I went for a picturesque walk with my 7-year old son last night in perfect snow, through our enchanted-looking neighborhood, to a beloved sledding spot that felt like something out of a Norman Rockwell painting.
It looked beautiful. And it was beautiful. But it was also hard.
As we walked, my boy and I were making our way back to each other after a particularly nasty interaction that preceded the magical night at the sledding hill.
“Joe,” I said. “I’m really sorry you had to see the worst of me tonight. I was grumpy and it wasn’t your fault.”
He is often quiet and reserved during reconciliations, and I felt my words being muffled by the deep snow. I wanted him to hear me. I needed him to know I regretted the stinging, bitter interaction that had happened earlier.
I wanted him to understand how I’d felt hijacked, possessed, not like my true self. And that my behavior back home didn’t at all represent the love and affection and adoration I actually feel for him.
I opened my mouth to say something more but he cut me off.
“Mom, maybe part of you is with The Dark Side.”
I stopped walking and stared at him, my mouth gaping, eyes wide, unsure if I was about to laugh or cry or re-enter the hijacked state from before.
Seriously? Was he comparing me to the evil Darth Vader and his host of detestable cronies? The darkest and most despised force that exists in his 7-year-old schema?
For the better part of a decade I have devoted my body, mind, heart and soul to this child and his siblings. In fact, the catalyst for this conversation was an event that highlighted my role in our household, which frequently resembles that of maid, waitress and servant, while the requests from my children often come across in rude and thankless ways.
I fumbled for what to say next. I turned and re-capped the conversation to my husband who was a few feet behind us and trying to reel in our free-spirited middle child from dawdling in a snowdrift. He didn’t offer much feedback.
I find parenting challenging, but I’m not often speechless.
And then it occurred to me that the reason for my befuddled and clumsy grasping for response was due to the fact that I recognized truth in what my son had said.
Wasn’t this what I had wanted to get across to him? The idea that I had felt overcome by some kind of power that I didn’t understand but that felt awful and mean and even evil? Hadn’t I experienced the choking grip of something not really me, but somehow part of me at the same time, during that bad interaction?
I ended up laughing, and I told him that yes, part of me might be with the Dark Side. Because it was the most honest thing I could say to him in response.
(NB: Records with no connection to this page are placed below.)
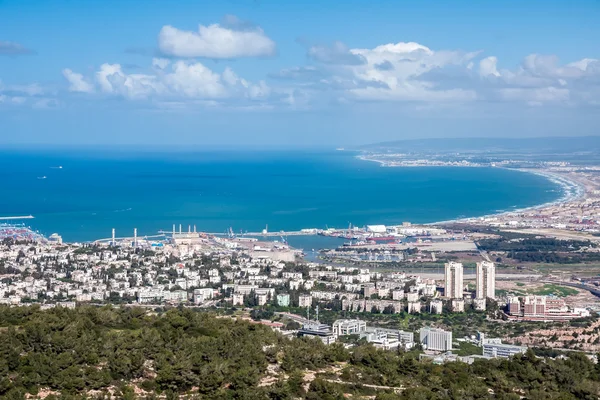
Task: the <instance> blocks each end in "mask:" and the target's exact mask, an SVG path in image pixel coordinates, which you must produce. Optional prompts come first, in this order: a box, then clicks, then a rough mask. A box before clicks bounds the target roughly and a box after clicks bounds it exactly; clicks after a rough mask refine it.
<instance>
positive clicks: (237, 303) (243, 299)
mask: <svg viewBox="0 0 600 400" xmlns="http://www.w3.org/2000/svg"><path fill="white" fill-rule="evenodd" d="M233 305H234V306H243V305H244V295H243V294H242V293H234V294H233Z"/></svg>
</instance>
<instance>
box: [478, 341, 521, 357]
mask: <svg viewBox="0 0 600 400" xmlns="http://www.w3.org/2000/svg"><path fill="white" fill-rule="evenodd" d="M525 351H527V347H523V346H514V345H512V344H498V343H484V345H483V355H484V356H488V357H494V358H496V357H502V358H508V357H511V356H514V355H515V354H524V353H525Z"/></svg>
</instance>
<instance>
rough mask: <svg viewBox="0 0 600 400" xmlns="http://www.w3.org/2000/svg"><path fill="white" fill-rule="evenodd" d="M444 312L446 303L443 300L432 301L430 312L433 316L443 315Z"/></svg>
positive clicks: (431, 302) (431, 301)
mask: <svg viewBox="0 0 600 400" xmlns="http://www.w3.org/2000/svg"><path fill="white" fill-rule="evenodd" d="M443 310H444V303H443V302H442V301H441V300H431V303H429V312H430V313H432V314H441V313H442V311H443Z"/></svg>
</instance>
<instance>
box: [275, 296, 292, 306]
mask: <svg viewBox="0 0 600 400" xmlns="http://www.w3.org/2000/svg"><path fill="white" fill-rule="evenodd" d="M277 305H278V306H281V307H289V306H290V295H289V294H287V293H282V294H278V295H277Z"/></svg>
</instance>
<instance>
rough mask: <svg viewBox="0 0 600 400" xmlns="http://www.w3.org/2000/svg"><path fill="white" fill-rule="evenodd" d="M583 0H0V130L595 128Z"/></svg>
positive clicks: (152, 135) (597, 79) (226, 139)
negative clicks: (520, 0) (263, 0)
mask: <svg viewBox="0 0 600 400" xmlns="http://www.w3.org/2000/svg"><path fill="white" fill-rule="evenodd" d="M597 21H600V2H598V1H585V0H581V1H577V2H565V1H526V2H524V1H499V2H487V1H486V2H467V1H446V2H442V1H435V2H434V1H378V2H367V1H343V2H342V1H336V2H323V1H320V2H316V1H303V2H282V1H263V0H255V1H246V0H221V1H198V0H196V1H187V0H184V1H177V2H173V1H158V0H154V1H153V0H148V1H144V2H140V1H132V0H121V1H109V0H104V1H96V0H86V1H74V0H71V1H60V0H54V1H33V0H18V1H12V0H4V1H0V144H4V145H10V144H34V145H43V144H53V145H63V144H65V145H66V144H75V145H77V144H160V145H163V144H171V145H177V146H182V145H183V146H186V145H200V146H201V145H207V146H212V145H221V146H227V145H236V146H239V145H242V146H244V145H254V146H319V145H325V146H332V145H335V146H337V145H340V146H343V145H353V144H360V143H370V142H375V141H383V140H394V139H402V138H419V137H454V136H496V137H502V136H544V135H590V134H597V133H598V131H597V126H600V124H599V122H600V117H599V115H600V61H598V59H600V42H599V41H598V38H599V37H600V24H598V23H597Z"/></svg>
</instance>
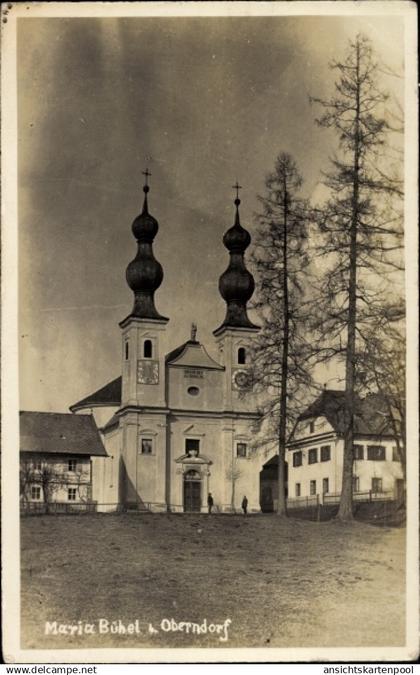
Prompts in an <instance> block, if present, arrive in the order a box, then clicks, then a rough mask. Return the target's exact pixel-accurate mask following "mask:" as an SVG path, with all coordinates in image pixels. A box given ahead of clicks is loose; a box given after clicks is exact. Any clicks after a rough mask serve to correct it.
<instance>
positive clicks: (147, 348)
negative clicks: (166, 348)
mask: <svg viewBox="0 0 420 675" xmlns="http://www.w3.org/2000/svg"><path fill="white" fill-rule="evenodd" d="M152 354H153V346H152V341H151V340H145V341H144V343H143V357H144V358H145V359H151V358H152Z"/></svg>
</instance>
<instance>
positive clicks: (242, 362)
mask: <svg viewBox="0 0 420 675" xmlns="http://www.w3.org/2000/svg"><path fill="white" fill-rule="evenodd" d="M238 363H239V364H240V365H243V364H245V363H246V349H245V347H239V349H238Z"/></svg>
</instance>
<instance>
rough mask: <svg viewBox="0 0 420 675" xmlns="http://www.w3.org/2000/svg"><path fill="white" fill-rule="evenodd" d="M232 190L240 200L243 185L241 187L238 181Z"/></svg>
mask: <svg viewBox="0 0 420 675" xmlns="http://www.w3.org/2000/svg"><path fill="white" fill-rule="evenodd" d="M232 188H233V189H234V190H236V199H237V200H238V199H239V190H242V185H239V183H238V181H236V183H235V185H232Z"/></svg>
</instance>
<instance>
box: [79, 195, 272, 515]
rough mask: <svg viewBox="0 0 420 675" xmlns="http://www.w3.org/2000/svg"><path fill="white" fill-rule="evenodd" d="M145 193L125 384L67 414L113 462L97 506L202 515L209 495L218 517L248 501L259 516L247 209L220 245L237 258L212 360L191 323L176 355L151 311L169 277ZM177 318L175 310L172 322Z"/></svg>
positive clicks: (101, 468)
mask: <svg viewBox="0 0 420 675" xmlns="http://www.w3.org/2000/svg"><path fill="white" fill-rule="evenodd" d="M148 191H149V187H148V185H145V187H144V193H145V197H144V205H143V210H142V213H141V214H140V215H138V216H137V217H136V218H135V220H134V222H133V224H132V232H133V234H134V237H135V238H136V240H137V243H138V251H137V255H136V257H135V258H134V260H133V261H132V262H130V263H129V265H128V267H127V272H126V278H127V282H128V285H129V286H130V288H131V290H132V291H133V293H134V305H133V308H132V311H131V313H130V314H129V315H128V316H127V317H126V318H124V319H123V321H121V322H120V324H119V326H120V329H121V338H120V339H121V364H120V366H119V369H118V371H117V372H118V377H117V378H115V379H113V380H112V381H110V382H109V383H108V384H106V385H105V386H103V387H101V388H100V389H98V390H97V391H95V392H93V393H92V394H90V395H88V396H84V397H83V398H82V399H81V400H80V401H78V402H77V403H75V404H74V405H72V406H71V407H70V410H71V411H72V412H74V413H76V415H75V417H76V418H77V417H78V414H79V413H86V412H89V413H92V414H93V415H94V416H95V420H96V422H97V424H98V426H99V427H100V430H101V433H102V435H103V440H104V444H105V447H106V449H107V453H108V457H107V458H104V459H99V460H98V462H96V463H95V464H96V466H95V471H96V473H95V487H94V495H95V499H97V501H98V502H99V504H100V503H102V504H104V507H103V510H111V509H112V508H115V507H116V506H117V505H121V506H123V507H126V508H128V509H149V510H153V511H166V510H168V509H170V510H172V511H187V512H191V511H193V512H199V511H207V498H208V493H209V492H211V493H212V497H213V503H214V510H215V511H216V510H219V511H229V510H232V509H235V510H236V509H240V507H241V502H242V499H243V497H244V495H246V496H247V498H248V508H249V510H250V511H259V510H260V494H259V492H260V477H259V476H260V470H261V468H262V464H263V462H264V458H263V457H262V456H261V454H258V452H254V451H252V443H253V441H254V436H255V430H254V427H255V423H256V421H257V420H258V418H259V413H258V405H257V400H256V395H255V393H254V392H253V390H252V387H251V385H250V378H249V370H250V366H251V363H250V354H251V351H250V346H251V344H252V341H253V340H254V339H255V336H256V335H257V334H258V332H259V327H258V326H256V325H255V324H253V323H252V322H251V320H250V319H249V318H248V314H247V302H248V300H249V299H250V297H251V296H252V293H253V291H254V280H253V277H252V275H251V274H250V272H249V271H248V270H247V269H246V266H245V261H244V253H245V250H246V249H247V248H248V246H249V244H250V241H251V237H250V235H249V233H248V232H247V231H246V230H245V229H244V228H243V227H242V226H241V224H240V222H239V203H240V201H239V199H236V200H235V206H236V209H235V217H234V224H233V226H232V227H230V228H229V229H228V230H227V232H226V233H225V235H224V238H223V243H224V245H225V247H226V248H227V249H228V251H229V253H230V261H229V263H228V266H227V269H226V270H225V272H223V274H222V275H221V277H220V280H219V290H220V293H221V296H222V298H223V299H224V301H225V303H226V315H225V318H224V320H223V322H222V323H221V325H219V326H218V327H217V328H216V329H215V330H214V331H213V335H214V342H213V345H212V347H213V350H214V358H213V357H212V356H210V354H209V353H208V351H207V349H206V346H205V345H204V344H202V343H201V342H199V341H198V340H197V328H196V326H195V325H194V324H193V325H192V328H191V336H190V338H189V339H187V340H186V341H185V342H184V343H183V344H181V345H180V346H177V347H176V348H175V349H171V348H170V345H172V344H173V343H172V337H171V335H172V330H171V328H170V327H169V329H168V327H167V324H168V322H169V319H168V318H166V317H164V316H162V315H161V314H159V312H158V310H157V309H156V306H155V302H154V294H155V291H156V290H157V289H158V288H159V286H160V285H161V282H162V280H163V271H162V267H161V265H160V263H159V262H158V261H157V260H156V259H155V258H154V254H153V249H152V243H153V240H154V238H155V236H156V234H157V232H158V223H157V221H156V220H155V218H154V217H153V216H152V215H151V214H150V213H149V210H148V203H147V193H148ZM199 259H200V252H197V260H198V262H199ZM222 264H223V263H222ZM180 312H182V308H178V307H174V308H173V320H175V321H177V320H179V319H180ZM191 318H193V317H191ZM210 349H211V346H210ZM112 505H114V506H112ZM98 508H100V507H99V505H98Z"/></svg>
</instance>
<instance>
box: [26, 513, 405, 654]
mask: <svg viewBox="0 0 420 675" xmlns="http://www.w3.org/2000/svg"><path fill="white" fill-rule="evenodd" d="M21 533H22V637H23V641H22V646H23V647H25V648H48V647H53V648H59V647H61V648H70V647H85V648H87V647H93V646H96V647H113V646H121V647H122V646H124V647H132V648H135V647H146V646H154V647H210V646H211V647H218V646H219V647H226V646H229V647H267V646H273V647H312V646H320V647H321V646H337V647H344V646H346V647H350V646H365V647H366V646H400V645H403V644H404V633H405V604H404V601H405V588H404V577H405V530H403V529H392V530H391V529H379V528H375V527H372V526H369V525H365V524H361V523H355V524H353V525H351V526H344V527H343V526H340V525H339V524H337V523H335V522H327V523H312V522H307V521H299V520H285V521H281V520H280V521H279V520H278V519H277V518H276V517H275V516H272V515H258V516H255V517H249V518H244V517H242V516H211V517H208V516H194V515H166V514H165V515H145V516H139V515H137V514H133V515H129V514H126V515H115V516H114V515H99V514H98V515H85V516H58V517H57V516H49V517H46V516H43V517H36V518H25V519H23V520H22V530H21ZM100 618H105V619H107V620H109V621H113V620H119V619H120V620H121V621H122V622H123V624H124V625H125V626H126V625H127V624H129V623H131V622H135V620H136V619H137V620H138V623H137V624H136V625H137V627H138V628H139V629H140V630H141V633H134V634H131V635H128V634H125V635H124V634H112V635H111V634H109V633H106V634H98V631H97V629H98V619H100ZM163 619H168V620H169V621H170V620H171V619H174V621H175V622H176V623H177V624H179V622H182V621H183V622H196V623H199V624H200V625H203V621H204V619H206V620H207V625H209V624H210V623H213V624H220V625H222V624H223V623H224V622H225V621H226V620H227V619H230V620H231V622H232V623H231V625H230V626H229V630H228V634H229V640H228V643H224V642H222V641H221V640H220V639H219V638H220V636H221V634H217V633H211V634H210V633H209V632H207V633H205V634H201V635H197V634H193V635H192V634H187V633H186V632H185V627H184V630H183V631H179V630H178V631H168V632H166V631H165V630H163V629H162V620H163ZM47 621H49V622H53V621H57V622H58V624H66V625H67V624H73V625H78V624H77V622H78V621H80V622H82V624H81V625H82V626H85V625H86V622H87V623H93V624H94V627H95V633H94V634H92V635H81V636H79V635H73V636H69V635H45V622H47ZM149 624H152V625H153V627H154V628H155V630H157V632H156V633H153V634H150V633H149ZM163 626H164V627H166V626H167V624H165V623H164V624H163Z"/></svg>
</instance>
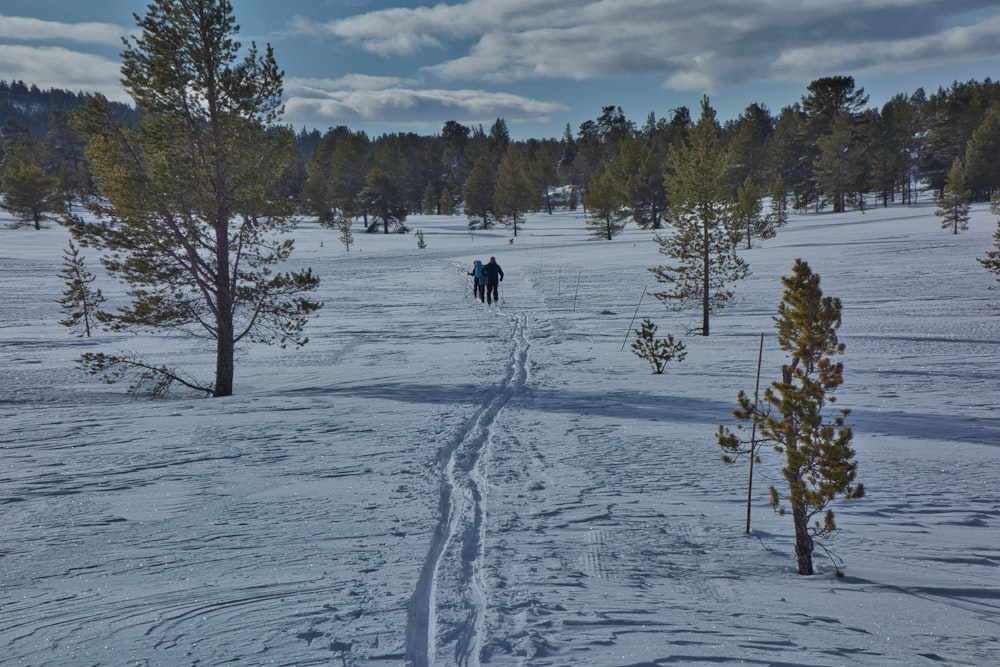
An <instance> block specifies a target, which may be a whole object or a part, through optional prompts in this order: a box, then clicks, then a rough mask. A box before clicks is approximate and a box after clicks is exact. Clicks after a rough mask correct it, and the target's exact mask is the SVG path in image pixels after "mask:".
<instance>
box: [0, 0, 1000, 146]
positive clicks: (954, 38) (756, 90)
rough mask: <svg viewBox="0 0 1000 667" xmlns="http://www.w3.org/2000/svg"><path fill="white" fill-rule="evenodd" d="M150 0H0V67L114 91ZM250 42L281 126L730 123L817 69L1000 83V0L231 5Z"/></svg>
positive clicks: (775, 95) (536, 128)
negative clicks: (678, 107) (127, 48)
mask: <svg viewBox="0 0 1000 667" xmlns="http://www.w3.org/2000/svg"><path fill="white" fill-rule="evenodd" d="M147 4H148V2H147V0H139V1H133V0H0V79H4V80H7V81H13V80H23V81H24V82H26V83H35V84H37V85H38V86H40V87H42V88H50V87H56V88H65V89H68V90H72V91H81V90H82V91H99V92H102V93H104V94H105V95H107V96H108V97H111V98H113V99H120V100H122V101H129V100H128V98H126V97H125V96H124V93H123V92H122V91H121V89H120V87H119V85H118V78H119V67H120V62H119V54H120V52H121V51H122V44H121V39H120V38H121V36H123V35H128V34H131V33H134V32H135V22H134V20H133V18H132V13H133V12H136V13H145V9H146V5H147ZM233 6H234V9H235V14H236V18H237V21H238V23H239V24H240V26H241V31H240V36H239V37H240V39H241V41H243V42H244V43H249V42H250V41H256V42H257V43H258V45H262V44H264V43H270V44H271V45H272V46H273V47H274V50H275V56H276V58H277V60H278V64H279V65H280V66H281V67H282V69H284V71H285V93H286V112H285V116H284V121H285V122H286V123H288V124H290V125H292V126H294V127H295V128H296V129H301V128H303V127H305V128H317V129H319V130H320V131H325V130H326V129H327V128H330V127H334V126H337V125H347V126H348V127H350V128H352V129H355V130H365V131H366V132H368V133H369V134H370V135H378V134H381V133H383V132H403V131H413V132H417V133H420V134H435V133H437V132H439V131H440V129H441V127H442V126H443V125H444V123H445V122H446V121H448V120H456V121H459V122H461V123H463V124H466V125H472V126H475V125H479V124H482V125H483V126H484V127H487V128H488V127H489V125H491V124H492V123H493V121H494V120H496V119H497V118H498V117H503V118H504V119H505V120H506V122H507V125H508V127H509V128H510V131H511V134H512V136H514V137H515V138H518V139H526V138H529V137H536V138H545V137H560V136H561V135H562V134H563V131H564V129H565V127H566V125H567V124H569V125H570V127H571V129H572V130H573V132H576V130H577V128H578V127H579V125H580V123H582V122H583V121H585V120H588V119H594V118H597V117H598V116H599V115H600V112H601V108H602V107H604V106H606V105H617V106H621V107H622V109H623V111H624V112H625V115H626V116H627V117H628V118H630V119H631V120H633V121H635V122H636V123H637V124H638V125H642V124H643V123H644V122H645V120H646V118H647V116H648V115H649V113H650V112H652V113H655V114H656V116H657V117H658V118H669V117H670V115H671V110H672V109H675V108H677V107H679V106H686V107H688V108H690V109H691V110H692V114H694V115H695V116H697V112H698V108H699V101H700V99H701V97H702V95H708V96H709V98H710V100H711V103H712V106H713V107H715V109H716V110H717V112H718V115H719V118H720V120H723V121H725V120H730V119H734V118H736V117H738V116H739V114H740V113H741V112H742V111H743V110H744V109H745V108H746V107H747V106H748V105H749V104H751V103H754V102H756V103H760V104H764V105H766V106H767V107H768V108H769V109H771V111H772V112H774V113H777V112H778V111H780V109H781V108H782V107H784V106H787V105H789V104H792V103H794V102H797V101H799V100H800V98H801V97H802V95H804V94H805V93H806V86H808V84H809V82H810V81H813V80H814V79H817V78H820V77H823V76H832V75H841V74H844V75H851V76H853V77H854V78H855V81H856V83H857V85H858V86H860V87H863V88H864V89H865V91H866V92H867V93H868V94H869V95H870V96H871V101H870V106H876V107H878V106H881V105H882V104H884V103H885V102H886V101H887V100H888V99H889V98H891V97H892V96H893V95H894V94H896V93H905V94H909V93H912V92H913V91H914V90H916V89H917V88H918V87H923V88H924V89H925V90H927V92H928V93H930V92H933V91H934V90H936V89H937V88H938V87H940V86H944V87H947V86H949V85H950V84H951V82H952V81H955V80H958V81H967V80H969V79H977V80H983V79H985V78H987V77H989V78H991V79H997V78H1000V6H998V3H996V2H995V0H986V1H979V0H951V1H938V0H798V1H795V0H452V1H451V2H441V3H439V4H432V3H422V2H404V1H396V2H393V1H390V0H234V1H233Z"/></svg>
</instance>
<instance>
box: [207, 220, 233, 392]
mask: <svg viewBox="0 0 1000 667" xmlns="http://www.w3.org/2000/svg"><path fill="white" fill-rule="evenodd" d="M228 221H229V213H228V211H227V210H226V209H225V208H224V207H223V208H221V209H220V211H219V220H218V221H217V223H216V227H215V238H216V244H217V245H216V251H215V261H216V264H217V266H216V267H215V271H216V274H215V275H216V278H215V290H216V300H215V302H216V303H215V305H216V309H217V310H216V312H215V322H216V341H215V387H214V388H213V390H212V395H213V396H215V397H221V396H232V395H233V374H234V372H235V371H234V362H233V356H234V354H233V352H234V347H235V340H234V333H233V294H232V290H231V286H230V271H229V223H228Z"/></svg>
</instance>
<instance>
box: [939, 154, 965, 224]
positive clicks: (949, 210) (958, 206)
mask: <svg viewBox="0 0 1000 667" xmlns="http://www.w3.org/2000/svg"><path fill="white" fill-rule="evenodd" d="M971 197H972V192H971V191H970V190H969V188H967V187H965V166H964V165H963V164H962V158H960V157H956V158H955V159H954V160H953V161H952V163H951V170H950V171H949V172H948V177H947V178H946V179H945V183H944V192H942V193H941V196H940V197H938V202H937V204H938V207H937V209H935V210H934V215H936V216H938V217H939V218H941V229H948V228H949V227H950V228H951V233H952V234H958V232H959V230H961V231H965V230H966V229H968V228H969V199H970V198H971Z"/></svg>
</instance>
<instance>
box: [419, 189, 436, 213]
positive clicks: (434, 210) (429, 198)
mask: <svg viewBox="0 0 1000 667" xmlns="http://www.w3.org/2000/svg"><path fill="white" fill-rule="evenodd" d="M438 202H439V199H438V196H437V192H435V191H434V184H433V183H428V184H427V187H426V188H424V201H423V211H424V214H425V215H434V213H437V212H438V211H437V208H438Z"/></svg>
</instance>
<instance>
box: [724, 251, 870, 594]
mask: <svg viewBox="0 0 1000 667" xmlns="http://www.w3.org/2000/svg"><path fill="white" fill-rule="evenodd" d="M792 270H793V274H792V275H791V276H786V277H784V278H782V280H781V282H782V284H783V285H784V286H785V291H784V296H783V300H782V302H781V304H780V305H779V306H778V315H777V317H775V318H774V319H775V324H776V327H777V330H778V343H779V345H780V346H781V348H782V349H783V350H785V351H786V352H787V353H788V354H789V355H790V356H791V363H789V364H788V365H786V366H785V367H784V368H783V369H782V379H781V381H780V382H772V383H771V385H770V387H768V388H767V389H766V390H765V391H764V402H763V405H761V404H757V403H756V402H754V401H751V400H750V398H749V397H748V396H747V394H746V393H745V392H742V391H741V392H739V395H738V396H737V403H738V405H739V407H738V408H737V409H736V410H734V412H733V414H734V416H735V417H736V419H737V420H738V421H739V422H741V425H740V426H738V427H737V432H732V431H730V430H728V429H726V428H724V427H722V426H720V427H719V432H718V434H717V442H718V444H719V445H720V446H721V447H722V448H723V450H724V452H725V454H724V456H723V460H724V461H726V462H731V461H732V460H734V458H735V456H736V455H738V454H739V453H741V452H744V451H746V450H745V447H746V440H745V439H744V438H743V437H741V436H740V435H739V432H740V431H745V429H746V426H745V424H747V423H750V424H751V425H752V426H753V428H754V430H755V431H758V432H759V433H760V438H761V440H762V441H766V442H770V443H772V445H773V446H774V449H775V451H776V452H778V453H783V454H784V455H785V466H784V468H783V469H782V476H783V477H784V478H785V481H786V482H787V484H788V490H787V507H786V505H785V503H784V502H783V500H782V496H781V493H780V492H779V491H778V489H777V487H775V486H772V487H771V488H770V496H771V505H772V507H773V508H774V510H775V511H776V512H777V513H778V514H780V515H784V514H786V512H787V511H788V510H789V509H790V510H791V513H792V519H793V523H794V526H795V556H796V561H797V563H798V571H799V574H812V573H813V565H812V555H813V548H814V540H815V539H817V538H818V539H823V538H827V537H830V536H832V534H833V533H834V531H835V530H836V528H837V526H836V523H835V522H834V515H833V510H832V509H830V507H829V506H830V504H831V503H832V502H833V501H834V500H835V499H836V498H837V497H838V496H841V497H843V498H845V499H856V498H861V497H863V496H864V486H863V485H861V484H855V477H856V472H857V463H856V462H855V461H854V450H853V449H852V448H851V447H850V442H851V439H852V438H853V433H852V430H851V428H850V427H848V426H846V424H845V420H846V417H847V416H848V414H849V411H848V410H839V411H838V413H837V414H835V415H834V416H833V417H832V419H831V418H830V417H829V416H828V415H827V408H828V407H829V406H830V405H832V404H833V403H835V402H836V397H835V396H834V393H835V392H836V390H837V388H838V387H839V386H840V385H841V384H842V383H843V363H841V362H837V361H834V357H835V356H836V355H840V354H843V352H844V344H843V343H840V342H839V341H838V340H837V330H838V329H839V328H840V324H841V304H840V300H839V299H837V298H833V297H825V296H823V292H822V290H821V289H820V286H819V276H818V275H815V274H813V273H812V271H811V270H810V268H809V265H808V264H806V263H805V262H803V261H802V260H796V261H795V265H794V266H793V269H792ZM818 517H820V518H818Z"/></svg>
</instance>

Maybe it’s ok that my kid knows I’m part Vader. I don’t like how I behaved that evening and I’m embarrassed. But in all honesty I was doing my best, and we made our way back. Would an all light mom be very exciting? Or honest? Or real?
And then there’s the fact that I know my kids have their own dark sides…ones they’ll need to learn to notice and acknowledge and forgive and learn from eventually. Something not their true selves but part of them nonetheless.
Beauty can come in so many forms. The white snow on the black night. The light that finds a dark place in which to live. The shadowy corner that offers refuge and safety until the time is right to come out in the open. A boy’s hand in his mom’s and the words between them sinking into snow. Dark sides acknowledged and embraced and learned from and released again.